Il momento della verità è arrivato. Il tempo per le ipocrisie è stato consumato tutto. Veltroni con il suo gesto lo ha messo definitivamente a nudo. Ora i dirigenti che il centrosinistra ha ereditato dalla Prima Repubblica devono dire, ciascuno per suo conto, non nascosti dietro un unanimismo di facciata, se hanno davvero il coraggio e la lungimiranza per dare corpo al Partito Democratico che abbiamo raccontato agli italiani, il partito delle primarie, riformista e plurale. Oppure se preferiscono tornare indietro.

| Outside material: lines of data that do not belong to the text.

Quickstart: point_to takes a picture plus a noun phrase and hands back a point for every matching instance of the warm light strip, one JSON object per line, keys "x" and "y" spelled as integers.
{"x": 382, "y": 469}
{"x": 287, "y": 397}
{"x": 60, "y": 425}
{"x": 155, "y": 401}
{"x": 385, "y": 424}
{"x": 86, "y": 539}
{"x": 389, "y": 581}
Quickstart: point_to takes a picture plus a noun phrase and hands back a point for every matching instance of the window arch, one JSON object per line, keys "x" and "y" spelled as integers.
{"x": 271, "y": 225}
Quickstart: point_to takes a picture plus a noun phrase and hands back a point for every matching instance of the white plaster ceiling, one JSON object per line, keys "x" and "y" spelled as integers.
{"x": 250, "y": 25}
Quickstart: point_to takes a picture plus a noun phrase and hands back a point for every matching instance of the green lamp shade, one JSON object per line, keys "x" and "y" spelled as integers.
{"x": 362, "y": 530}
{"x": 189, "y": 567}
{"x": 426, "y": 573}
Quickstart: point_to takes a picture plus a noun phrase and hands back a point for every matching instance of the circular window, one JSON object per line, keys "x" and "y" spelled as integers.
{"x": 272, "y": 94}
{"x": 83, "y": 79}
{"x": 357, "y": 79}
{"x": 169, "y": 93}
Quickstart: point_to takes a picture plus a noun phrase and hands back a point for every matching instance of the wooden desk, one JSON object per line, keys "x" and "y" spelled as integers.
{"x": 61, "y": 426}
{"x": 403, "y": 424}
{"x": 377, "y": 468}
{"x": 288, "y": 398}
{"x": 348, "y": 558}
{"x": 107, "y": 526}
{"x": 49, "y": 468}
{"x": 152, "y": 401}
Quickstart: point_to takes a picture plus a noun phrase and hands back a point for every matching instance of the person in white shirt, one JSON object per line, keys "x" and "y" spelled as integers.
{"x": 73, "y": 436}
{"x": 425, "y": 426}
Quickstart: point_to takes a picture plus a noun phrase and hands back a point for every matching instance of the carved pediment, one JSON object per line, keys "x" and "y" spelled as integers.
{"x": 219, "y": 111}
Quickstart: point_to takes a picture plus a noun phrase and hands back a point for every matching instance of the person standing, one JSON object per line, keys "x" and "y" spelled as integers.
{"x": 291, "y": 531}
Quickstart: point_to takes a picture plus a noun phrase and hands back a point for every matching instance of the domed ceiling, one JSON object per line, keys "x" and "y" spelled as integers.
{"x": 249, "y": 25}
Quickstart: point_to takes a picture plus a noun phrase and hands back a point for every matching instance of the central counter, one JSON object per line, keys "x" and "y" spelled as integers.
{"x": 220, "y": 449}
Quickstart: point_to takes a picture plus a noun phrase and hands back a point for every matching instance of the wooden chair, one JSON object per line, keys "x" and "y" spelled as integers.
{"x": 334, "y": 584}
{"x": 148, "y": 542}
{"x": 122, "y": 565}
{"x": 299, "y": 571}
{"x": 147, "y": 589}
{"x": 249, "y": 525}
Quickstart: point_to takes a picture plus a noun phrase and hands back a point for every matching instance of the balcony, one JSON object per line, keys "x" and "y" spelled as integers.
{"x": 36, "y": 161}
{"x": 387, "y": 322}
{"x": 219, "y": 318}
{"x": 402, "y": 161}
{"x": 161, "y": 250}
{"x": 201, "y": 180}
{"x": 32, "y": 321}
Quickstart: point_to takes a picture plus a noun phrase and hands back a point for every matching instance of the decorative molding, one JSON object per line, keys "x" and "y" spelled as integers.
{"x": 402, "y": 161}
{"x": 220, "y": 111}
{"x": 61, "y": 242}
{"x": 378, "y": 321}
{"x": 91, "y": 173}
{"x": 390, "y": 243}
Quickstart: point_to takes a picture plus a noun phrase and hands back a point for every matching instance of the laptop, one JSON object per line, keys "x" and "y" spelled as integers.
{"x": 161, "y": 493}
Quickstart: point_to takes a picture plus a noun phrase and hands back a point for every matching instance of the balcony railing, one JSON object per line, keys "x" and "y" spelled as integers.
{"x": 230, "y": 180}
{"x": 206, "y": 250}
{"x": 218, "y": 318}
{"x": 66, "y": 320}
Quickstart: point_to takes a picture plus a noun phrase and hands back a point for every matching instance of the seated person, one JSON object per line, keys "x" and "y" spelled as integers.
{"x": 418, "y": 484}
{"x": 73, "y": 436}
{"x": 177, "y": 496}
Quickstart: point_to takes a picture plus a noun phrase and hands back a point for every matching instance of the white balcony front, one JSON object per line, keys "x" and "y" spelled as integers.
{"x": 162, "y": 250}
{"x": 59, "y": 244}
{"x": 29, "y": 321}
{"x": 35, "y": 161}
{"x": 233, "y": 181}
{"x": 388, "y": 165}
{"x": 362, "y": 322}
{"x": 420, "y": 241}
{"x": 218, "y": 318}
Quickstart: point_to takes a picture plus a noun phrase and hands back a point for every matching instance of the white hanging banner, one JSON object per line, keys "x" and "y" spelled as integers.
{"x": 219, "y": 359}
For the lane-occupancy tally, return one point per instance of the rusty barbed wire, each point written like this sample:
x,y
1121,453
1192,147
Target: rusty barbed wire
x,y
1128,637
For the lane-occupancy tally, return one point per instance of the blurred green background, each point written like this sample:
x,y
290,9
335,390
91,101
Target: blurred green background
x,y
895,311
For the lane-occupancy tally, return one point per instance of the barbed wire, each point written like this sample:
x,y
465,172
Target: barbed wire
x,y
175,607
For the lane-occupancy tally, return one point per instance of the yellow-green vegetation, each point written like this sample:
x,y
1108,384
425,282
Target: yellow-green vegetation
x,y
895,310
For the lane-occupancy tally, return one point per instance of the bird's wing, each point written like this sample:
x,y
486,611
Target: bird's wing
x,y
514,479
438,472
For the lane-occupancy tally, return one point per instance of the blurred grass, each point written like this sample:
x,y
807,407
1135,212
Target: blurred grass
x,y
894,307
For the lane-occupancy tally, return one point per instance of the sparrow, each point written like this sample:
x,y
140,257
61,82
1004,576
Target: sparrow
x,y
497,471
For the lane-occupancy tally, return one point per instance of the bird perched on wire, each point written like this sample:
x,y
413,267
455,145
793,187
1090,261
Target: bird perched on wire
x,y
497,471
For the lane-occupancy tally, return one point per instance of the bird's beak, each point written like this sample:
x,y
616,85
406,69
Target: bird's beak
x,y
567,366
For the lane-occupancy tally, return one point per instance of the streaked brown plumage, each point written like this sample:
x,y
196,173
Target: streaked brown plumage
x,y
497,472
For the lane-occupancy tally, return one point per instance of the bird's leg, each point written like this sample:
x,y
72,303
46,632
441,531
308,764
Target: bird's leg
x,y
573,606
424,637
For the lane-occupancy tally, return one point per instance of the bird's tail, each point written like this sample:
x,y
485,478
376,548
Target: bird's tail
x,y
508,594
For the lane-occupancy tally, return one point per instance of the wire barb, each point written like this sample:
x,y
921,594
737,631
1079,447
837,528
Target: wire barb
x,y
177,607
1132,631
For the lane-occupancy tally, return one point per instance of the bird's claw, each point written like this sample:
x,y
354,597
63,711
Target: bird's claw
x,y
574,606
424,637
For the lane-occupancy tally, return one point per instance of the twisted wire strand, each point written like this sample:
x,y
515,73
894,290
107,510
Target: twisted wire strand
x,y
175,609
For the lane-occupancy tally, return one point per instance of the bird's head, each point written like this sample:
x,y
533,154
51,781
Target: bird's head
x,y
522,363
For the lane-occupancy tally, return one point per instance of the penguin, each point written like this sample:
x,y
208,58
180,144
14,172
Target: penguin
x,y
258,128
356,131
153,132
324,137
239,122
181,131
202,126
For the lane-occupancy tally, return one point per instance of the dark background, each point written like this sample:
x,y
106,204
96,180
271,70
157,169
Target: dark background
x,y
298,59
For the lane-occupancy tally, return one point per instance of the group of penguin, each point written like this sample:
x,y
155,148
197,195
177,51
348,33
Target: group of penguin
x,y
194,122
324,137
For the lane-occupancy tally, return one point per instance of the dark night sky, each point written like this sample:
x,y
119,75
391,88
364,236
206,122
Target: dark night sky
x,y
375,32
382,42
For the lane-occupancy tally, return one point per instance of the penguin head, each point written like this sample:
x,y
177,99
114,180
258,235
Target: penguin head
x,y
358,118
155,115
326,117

Nelle scorse settimane Massimo D’Alema e Pierluigi Bersani, proponendosi in alternativa a Veltroni, hanno disegnato i tratti di un classico, rispettabile, partito socialdemocratico: ancorato senza altra specificazione alla famiglia socialista europea, collegato alle tradizionali realtà sindacali ed economiche della sinistra post-comunista, che tende ad esasperare piuttosto che a ricucire intorno a ragionevoli sintesi il confronto sui temi eticamente sensibili, un partito che fa le primarie quando i “dirigenti” sono d’accordo e le evita se i “dirigenti” sono contrari. Ma un PD che si trasformi in una copia invecchiata del Pds diventa inospitale per molti democratici, e si ritorna ineluttabilmente allo schema del centro-sinistra con tanti trattini (Prc-Pds-Asinello-Ppi-Idv-ecc-ecc), come dieci anni fa, dopo la crisi del primo governo Prodi e la costituzione del governo D’Alema. Uno schema che ridarebbe a ciascuno degli antichi protagonisti il ruolo a cui anela, dieci anni dopo, con una forza elettorale e una credibilità decisamente minori.
In questo quadro, domani l’Assemblea Nazionale dovrà decidere se procedere all’elezione del nuovo segretario con un mandato breve, che duri fino ad ottobre, oppure se decretare il proprio scioglimento anticipato e convocare le primarie per la fine di aprile. Lo Statuto (art. 3, comma 2), più previdente e meno complicato di quanto si dica, consente entrambe le soluzioni.
I componenti dell’assemblea dovranno decidere se ha più senso andare alle elezioni europee con un leader, una linea, una visione definita del PD, a rischio di mettere sotto tensione o spaccare irrimediabilmente un partito già dilaniato, oppure prendere atto di una soluzione temporanea, largamente condivisa dall’attuale gruppo dirigente, che rinvia i problemi già noti da tempo e messi in evidenza, da ultimo, dalla candidatura di Pier Luigi Bersani e dalle dimissioni di Walter Veltroni. La scelta non è affatto semplice.
Ma prima ancora è venuto forse il momento di chiedersi cosa si possa fare di una classe dirigente che nel quotidiano reciproco logorio, pur di continuare a tutti i costi ad “esserci”, ha reso impossibile la realizzazione del partito nuovo e ha dissestato anche la strada per tornare indietro.